While practicing law in northeast Florida, Wood, Atter & Wolf is often contacted for business advice regarding forming, operating and dissolving corporate entities, partnerships and limited partnerships by businesses operating outside of Florida – from just across the Florida border or, due to the reach of the internet, by businesses located many states away. Matters involving the creation or dissolution of businesses “created” within another state are often referred to attorneys located in the business’ home state. Why is this? It is because a business entity is considered a “creature” of the state in which it is created–with its governance, creation, operational restrictions and dissolution established and governed by the rules of that state. A Florida Corporation operates under the rules established by the Florida legislature. Further, as the establishment of partnerships is an area fully given to the states, each state and the District of Columbia has its own statutes and common law principles that govern partnerships, both their establishment and dissolution.
The formation and operation of Florida partnerships is governed by Chapter 620, Florida Statutes. The Florida Revised Uniformed Limited Partnership Act was enacted in 1986. In 1995, the Florida Legislature completely rewrote Florida partnership law and repealed numerous sections of the Uniform Partnership Act. The Florida Legislature also adopted the Revised Uniform Partnership Act, as well as authorized limited liability partnerships. As of January 1, 1998, the Revised Uniform Partnership Act governs all Florida Partnerships.

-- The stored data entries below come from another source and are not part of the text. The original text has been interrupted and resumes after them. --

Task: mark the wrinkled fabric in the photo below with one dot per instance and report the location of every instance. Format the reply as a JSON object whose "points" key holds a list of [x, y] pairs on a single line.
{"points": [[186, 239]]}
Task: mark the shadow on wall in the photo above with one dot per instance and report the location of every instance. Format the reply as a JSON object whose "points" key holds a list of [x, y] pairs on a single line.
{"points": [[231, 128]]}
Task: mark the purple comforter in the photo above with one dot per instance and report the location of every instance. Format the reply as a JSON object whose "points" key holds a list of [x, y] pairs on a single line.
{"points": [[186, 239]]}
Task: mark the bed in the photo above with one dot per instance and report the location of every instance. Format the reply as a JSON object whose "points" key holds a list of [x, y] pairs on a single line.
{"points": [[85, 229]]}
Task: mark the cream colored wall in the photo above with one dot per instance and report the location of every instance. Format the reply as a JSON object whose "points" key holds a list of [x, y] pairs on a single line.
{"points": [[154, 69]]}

Dissolution under the Revised Uniform Partnership Act: Pursuant to the Revised Uniform Partnership Act, a partnership is dissolved and its business must be "wound up" upon the occurrence of certain events:
1. Withdrawal of a partner other than a dissociated partner;
2. Express will of all the partners;
3. The occurrence of a specified event or expiration of the term or completion of the particular undertaking set forth in the partnership agreement;
4. Expiration of 90 days after a partner's dissociation by death, wrongful dissociation or as otherwise set forth under applicable Florida Statutes (unless the majority of the remaining partners, including rightfully dissociated partners, agree to continue the partnership business);
5. The occurrence of an event making it unlawful to continue the partnership, unless the illegality is cured within 90 days after notice to the partnership and the cure is effective retroactive to the date of the event; or
6. A judicial determination that the economic purpose of the partnership is frustrated, it is not reasonably practical to carry on the business of the partnership or that it is equitable to wind up the partnership business.

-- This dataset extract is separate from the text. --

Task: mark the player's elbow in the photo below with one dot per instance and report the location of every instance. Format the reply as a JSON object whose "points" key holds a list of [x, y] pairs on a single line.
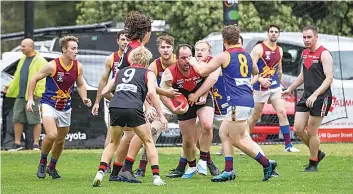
{"points": [[152, 95], [203, 73], [329, 79]]}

The State of Florida defines a partnership as the association of two or more persons to carry on as co-owners of a business for profit. Under Florida's Uniform Partnership Act ("UPA"), no filing is required to form a partnership. Therefore, people often find themselves in "inadvertent partnerships" as case law holds that "intent" of the parties defines the relationship. Specifically, the requisite intent to the formation of a partnership is not the subjective intent to be partners, but rather if the parties intended to conduct a for-profit business as co-owners.
With Florida unemployment rates at high levels, many displaced employees – executives as well as workers – are examining opportunities to start their own businesses. Deciding on the right structure for that business is an important step in starting the new business off on the right footing.